Aucune certification obligatoire n’existe. Les certifications facultatives valorisées incluent le TensorFlow Developer Certificate (Google), le AWS Machine Learning Specialty et le Certified Data Scientist (AFCDP). Les labellisations de formation par Grande École du Numérique renforcent la crédibilité. Les entreprises comme Sodexo exigent une publication en conférence NeurIPS, ICML ou ICLR.

Évolution de carrière à 3, 5 et 10 ans

À 3 ans, un AI Research Engineer junior devient Research Scientist spécialisé. À 5 ans, il accède au poste de Senior Research Engineer ou chef de projet R&D. À 10 ans, trois voies s’offrent : directeur de laboratoire R&D, Data Architect ou fondateur d’une startup FoodTech.
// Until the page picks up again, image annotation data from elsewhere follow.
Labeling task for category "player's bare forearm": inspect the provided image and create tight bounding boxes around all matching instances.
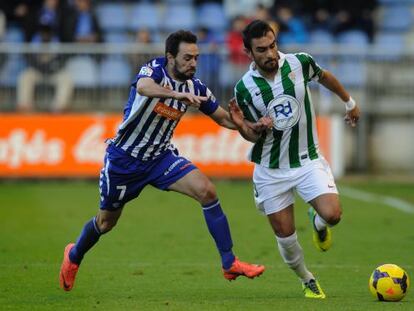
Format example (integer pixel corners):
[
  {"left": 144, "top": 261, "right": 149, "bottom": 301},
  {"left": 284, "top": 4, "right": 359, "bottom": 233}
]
[
  {"left": 210, "top": 106, "right": 237, "bottom": 130},
  {"left": 319, "top": 70, "right": 350, "bottom": 102},
  {"left": 319, "top": 70, "right": 361, "bottom": 127},
  {"left": 137, "top": 78, "right": 177, "bottom": 98}
]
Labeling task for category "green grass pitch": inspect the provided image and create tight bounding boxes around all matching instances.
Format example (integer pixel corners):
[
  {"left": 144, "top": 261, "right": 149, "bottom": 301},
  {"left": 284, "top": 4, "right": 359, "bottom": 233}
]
[{"left": 0, "top": 181, "right": 414, "bottom": 311}]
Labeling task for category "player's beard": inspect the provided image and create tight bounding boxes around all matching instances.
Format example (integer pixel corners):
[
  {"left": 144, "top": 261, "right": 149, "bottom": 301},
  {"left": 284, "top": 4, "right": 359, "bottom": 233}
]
[
  {"left": 173, "top": 64, "right": 195, "bottom": 81},
  {"left": 259, "top": 58, "right": 279, "bottom": 73}
]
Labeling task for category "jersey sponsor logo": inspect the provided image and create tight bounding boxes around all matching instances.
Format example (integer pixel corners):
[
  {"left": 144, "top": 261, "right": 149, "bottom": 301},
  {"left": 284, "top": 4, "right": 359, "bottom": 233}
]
[
  {"left": 154, "top": 102, "right": 184, "bottom": 121},
  {"left": 267, "top": 95, "right": 301, "bottom": 131},
  {"left": 139, "top": 66, "right": 153, "bottom": 77}
]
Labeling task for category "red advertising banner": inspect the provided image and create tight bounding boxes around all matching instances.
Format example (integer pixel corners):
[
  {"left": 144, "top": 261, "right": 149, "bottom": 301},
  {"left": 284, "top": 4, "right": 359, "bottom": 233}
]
[{"left": 0, "top": 114, "right": 330, "bottom": 178}]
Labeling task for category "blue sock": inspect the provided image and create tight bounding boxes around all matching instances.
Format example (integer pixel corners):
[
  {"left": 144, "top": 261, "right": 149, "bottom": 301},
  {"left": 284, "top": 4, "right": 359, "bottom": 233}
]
[
  {"left": 203, "top": 200, "right": 235, "bottom": 269},
  {"left": 69, "top": 217, "right": 101, "bottom": 265}
]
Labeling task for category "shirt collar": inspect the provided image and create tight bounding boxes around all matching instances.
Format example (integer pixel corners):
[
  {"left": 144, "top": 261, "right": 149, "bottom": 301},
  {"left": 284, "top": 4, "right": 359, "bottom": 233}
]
[{"left": 249, "top": 51, "right": 286, "bottom": 78}]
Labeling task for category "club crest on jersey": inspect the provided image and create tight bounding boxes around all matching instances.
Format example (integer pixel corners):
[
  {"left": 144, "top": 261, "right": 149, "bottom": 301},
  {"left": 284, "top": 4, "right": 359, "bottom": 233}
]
[
  {"left": 267, "top": 95, "right": 301, "bottom": 131},
  {"left": 154, "top": 102, "right": 184, "bottom": 120},
  {"left": 139, "top": 66, "right": 153, "bottom": 77}
]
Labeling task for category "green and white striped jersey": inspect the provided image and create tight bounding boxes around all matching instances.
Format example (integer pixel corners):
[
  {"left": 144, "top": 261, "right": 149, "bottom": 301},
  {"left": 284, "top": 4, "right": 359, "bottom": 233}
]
[{"left": 234, "top": 52, "right": 322, "bottom": 168}]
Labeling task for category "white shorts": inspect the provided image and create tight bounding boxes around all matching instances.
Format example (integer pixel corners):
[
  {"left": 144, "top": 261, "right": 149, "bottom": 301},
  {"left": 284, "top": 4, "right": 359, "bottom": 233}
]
[{"left": 253, "top": 157, "right": 338, "bottom": 215}]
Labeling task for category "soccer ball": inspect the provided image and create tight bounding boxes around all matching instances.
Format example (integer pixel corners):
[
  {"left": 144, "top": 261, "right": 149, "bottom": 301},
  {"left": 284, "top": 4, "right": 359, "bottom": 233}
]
[{"left": 369, "top": 264, "right": 410, "bottom": 301}]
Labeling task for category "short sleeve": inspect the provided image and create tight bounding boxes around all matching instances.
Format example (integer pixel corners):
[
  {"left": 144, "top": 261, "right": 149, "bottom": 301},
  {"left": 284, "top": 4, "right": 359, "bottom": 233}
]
[
  {"left": 296, "top": 53, "right": 323, "bottom": 81},
  {"left": 133, "top": 64, "right": 164, "bottom": 84},
  {"left": 194, "top": 79, "right": 219, "bottom": 115},
  {"left": 234, "top": 80, "right": 256, "bottom": 122}
]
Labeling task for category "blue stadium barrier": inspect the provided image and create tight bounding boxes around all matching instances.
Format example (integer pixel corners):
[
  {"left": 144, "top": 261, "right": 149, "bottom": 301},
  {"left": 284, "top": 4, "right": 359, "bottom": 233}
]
[
  {"left": 96, "top": 3, "right": 128, "bottom": 31},
  {"left": 66, "top": 56, "right": 99, "bottom": 88},
  {"left": 99, "top": 56, "right": 132, "bottom": 87},
  {"left": 379, "top": 5, "right": 413, "bottom": 31},
  {"left": 128, "top": 3, "right": 161, "bottom": 31},
  {"left": 162, "top": 4, "right": 197, "bottom": 31}
]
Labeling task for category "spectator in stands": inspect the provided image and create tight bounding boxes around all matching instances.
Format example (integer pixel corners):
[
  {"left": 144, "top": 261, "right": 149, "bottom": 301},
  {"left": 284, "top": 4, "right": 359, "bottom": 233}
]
[
  {"left": 333, "top": 0, "right": 377, "bottom": 41},
  {"left": 0, "top": 0, "right": 43, "bottom": 41},
  {"left": 135, "top": 28, "right": 153, "bottom": 43},
  {"left": 197, "top": 27, "right": 220, "bottom": 88},
  {"left": 303, "top": 0, "right": 334, "bottom": 32},
  {"left": 17, "top": 24, "right": 73, "bottom": 112},
  {"left": 0, "top": 10, "right": 6, "bottom": 41},
  {"left": 62, "top": 0, "right": 103, "bottom": 43},
  {"left": 223, "top": 16, "right": 250, "bottom": 85},
  {"left": 275, "top": 6, "right": 309, "bottom": 45}
]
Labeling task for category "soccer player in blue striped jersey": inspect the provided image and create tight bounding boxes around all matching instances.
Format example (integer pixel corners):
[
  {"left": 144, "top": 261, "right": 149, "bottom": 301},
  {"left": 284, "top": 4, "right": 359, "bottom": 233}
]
[
  {"left": 230, "top": 20, "right": 360, "bottom": 299},
  {"left": 60, "top": 30, "right": 269, "bottom": 291}
]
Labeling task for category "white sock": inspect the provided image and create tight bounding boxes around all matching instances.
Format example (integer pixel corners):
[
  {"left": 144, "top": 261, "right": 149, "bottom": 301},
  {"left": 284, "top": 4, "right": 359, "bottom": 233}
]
[
  {"left": 314, "top": 214, "right": 328, "bottom": 231},
  {"left": 276, "top": 232, "right": 314, "bottom": 282}
]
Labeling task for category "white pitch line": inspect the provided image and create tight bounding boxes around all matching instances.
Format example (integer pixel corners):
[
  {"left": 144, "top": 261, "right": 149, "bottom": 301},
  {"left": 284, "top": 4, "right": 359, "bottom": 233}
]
[{"left": 339, "top": 187, "right": 414, "bottom": 214}]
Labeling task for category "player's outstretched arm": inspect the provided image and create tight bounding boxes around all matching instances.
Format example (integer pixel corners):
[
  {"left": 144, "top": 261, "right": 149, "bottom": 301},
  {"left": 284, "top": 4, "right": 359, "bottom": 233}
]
[
  {"left": 137, "top": 78, "right": 207, "bottom": 108},
  {"left": 319, "top": 70, "right": 361, "bottom": 127}
]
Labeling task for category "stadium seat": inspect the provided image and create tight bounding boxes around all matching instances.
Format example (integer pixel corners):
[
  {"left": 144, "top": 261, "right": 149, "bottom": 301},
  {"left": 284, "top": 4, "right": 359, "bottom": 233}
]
[
  {"left": 128, "top": 3, "right": 161, "bottom": 31},
  {"left": 0, "top": 55, "right": 26, "bottom": 87},
  {"left": 338, "top": 30, "right": 369, "bottom": 47},
  {"left": 99, "top": 56, "right": 131, "bottom": 87},
  {"left": 380, "top": 5, "right": 413, "bottom": 31},
  {"left": 378, "top": 0, "right": 414, "bottom": 6},
  {"left": 104, "top": 31, "right": 133, "bottom": 43},
  {"left": 96, "top": 3, "right": 128, "bottom": 31},
  {"left": 163, "top": 4, "right": 197, "bottom": 31},
  {"left": 310, "top": 30, "right": 335, "bottom": 45},
  {"left": 332, "top": 60, "right": 367, "bottom": 87},
  {"left": 164, "top": 0, "right": 193, "bottom": 5},
  {"left": 66, "top": 56, "right": 99, "bottom": 88},
  {"left": 197, "top": 3, "right": 228, "bottom": 31},
  {"left": 3, "top": 27, "right": 24, "bottom": 43}
]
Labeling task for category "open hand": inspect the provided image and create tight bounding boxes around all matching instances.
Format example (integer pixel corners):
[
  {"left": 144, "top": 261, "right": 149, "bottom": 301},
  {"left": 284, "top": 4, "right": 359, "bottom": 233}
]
[
  {"left": 229, "top": 98, "right": 244, "bottom": 127},
  {"left": 174, "top": 92, "right": 208, "bottom": 108},
  {"left": 344, "top": 105, "right": 361, "bottom": 127}
]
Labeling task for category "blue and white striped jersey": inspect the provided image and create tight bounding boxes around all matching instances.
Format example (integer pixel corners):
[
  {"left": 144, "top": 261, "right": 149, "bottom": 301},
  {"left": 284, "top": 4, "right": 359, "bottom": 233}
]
[{"left": 112, "top": 57, "right": 218, "bottom": 161}]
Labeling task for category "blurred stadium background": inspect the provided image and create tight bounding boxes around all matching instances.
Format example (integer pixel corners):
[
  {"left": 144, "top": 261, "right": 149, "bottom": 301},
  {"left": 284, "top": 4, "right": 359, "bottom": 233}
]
[
  {"left": 0, "top": 0, "right": 414, "bottom": 311},
  {"left": 0, "top": 0, "right": 414, "bottom": 176}
]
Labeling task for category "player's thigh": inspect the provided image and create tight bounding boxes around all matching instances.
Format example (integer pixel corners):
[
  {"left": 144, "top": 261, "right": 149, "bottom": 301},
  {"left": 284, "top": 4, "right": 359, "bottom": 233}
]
[
  {"left": 96, "top": 207, "right": 123, "bottom": 233},
  {"left": 296, "top": 158, "right": 338, "bottom": 203},
  {"left": 168, "top": 169, "right": 217, "bottom": 204},
  {"left": 296, "top": 158, "right": 341, "bottom": 224},
  {"left": 255, "top": 190, "right": 295, "bottom": 216},
  {"left": 267, "top": 204, "right": 296, "bottom": 238},
  {"left": 99, "top": 152, "right": 149, "bottom": 211}
]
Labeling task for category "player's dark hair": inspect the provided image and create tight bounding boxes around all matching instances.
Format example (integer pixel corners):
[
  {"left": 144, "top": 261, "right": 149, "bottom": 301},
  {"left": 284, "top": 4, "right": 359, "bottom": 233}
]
[
  {"left": 242, "top": 19, "right": 275, "bottom": 51},
  {"left": 165, "top": 30, "right": 197, "bottom": 57}
]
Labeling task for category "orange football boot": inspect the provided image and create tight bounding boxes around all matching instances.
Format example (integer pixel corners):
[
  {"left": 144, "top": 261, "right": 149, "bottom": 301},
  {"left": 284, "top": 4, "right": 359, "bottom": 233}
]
[
  {"left": 59, "top": 243, "right": 79, "bottom": 291},
  {"left": 223, "top": 257, "right": 265, "bottom": 281}
]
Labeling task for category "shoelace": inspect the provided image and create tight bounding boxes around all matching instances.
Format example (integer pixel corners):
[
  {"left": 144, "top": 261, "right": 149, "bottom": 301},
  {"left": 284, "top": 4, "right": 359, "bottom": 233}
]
[{"left": 306, "top": 280, "right": 321, "bottom": 295}]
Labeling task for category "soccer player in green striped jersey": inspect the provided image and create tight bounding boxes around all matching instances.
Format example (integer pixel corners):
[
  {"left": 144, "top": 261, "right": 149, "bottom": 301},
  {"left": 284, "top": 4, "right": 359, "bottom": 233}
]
[{"left": 230, "top": 20, "right": 360, "bottom": 298}]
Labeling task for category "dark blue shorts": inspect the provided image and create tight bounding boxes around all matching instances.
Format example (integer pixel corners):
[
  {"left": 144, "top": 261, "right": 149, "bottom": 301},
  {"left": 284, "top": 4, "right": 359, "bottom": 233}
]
[{"left": 99, "top": 145, "right": 196, "bottom": 210}]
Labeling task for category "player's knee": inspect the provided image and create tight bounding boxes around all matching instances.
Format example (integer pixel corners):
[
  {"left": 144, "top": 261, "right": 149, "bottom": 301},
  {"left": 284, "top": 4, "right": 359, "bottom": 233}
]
[
  {"left": 97, "top": 218, "right": 118, "bottom": 234},
  {"left": 325, "top": 206, "right": 342, "bottom": 226},
  {"left": 198, "top": 179, "right": 217, "bottom": 204}
]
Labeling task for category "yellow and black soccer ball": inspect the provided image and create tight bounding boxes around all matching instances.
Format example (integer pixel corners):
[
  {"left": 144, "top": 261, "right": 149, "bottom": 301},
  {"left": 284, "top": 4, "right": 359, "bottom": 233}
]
[{"left": 369, "top": 264, "right": 410, "bottom": 301}]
  • 3 ans : Research Scientist, Lead AI Engineer, chef de projet
  • 5 ans : Senior Research Engineer, Head of AI, consultant expert
  • 10 ans : Directeur R&D, CTO, fondateur de startup, professeur associé
  • Mobilité sectorielle vers la grande distribution (Carrefour, Leclerc)
  • Mobilité vers la finance quantitative (BNP Paribas, Société Générale)
  • Mobilité internationale (Canada, Suisse, Singapour)
  • Risque de plafonnement salarial autour de 95000 € brut/an
  • Risque d’obsolescence des compétences (stack change tous les 18 mois)
  • Risque de burn-out lié à la pression de publication

Tendances 2026-2030 : DARES Métiers 2030

La DARES Métiers 2030 prévoit une croissance de 35 % des effectifs d’AI Research Engineer dans les services, incluant l’hôtellerie-restauration. Les moteurs sont la généralisation du pricing dynamique, la personnalisation des expériences clients et l’automatisation de la logistique. Le rapport insiste sur le besoin de compétences en éthique des algorithmes et en sobriété énergétique des modèles. Entre 2026 et 2030, 300 postes supplémentaires devraient émerger en France. Les groupes AccorInvest et Elior annoncent déjà des recrutements massifs. La menace de délocalisation vers des hubs de recherche en Asie ou en Europe de l’Est reste faible grâce à la nécessité de présence sur site pour comprendre les données métier. La France Travail estime que le métier restera en tension jusqu’en 2030.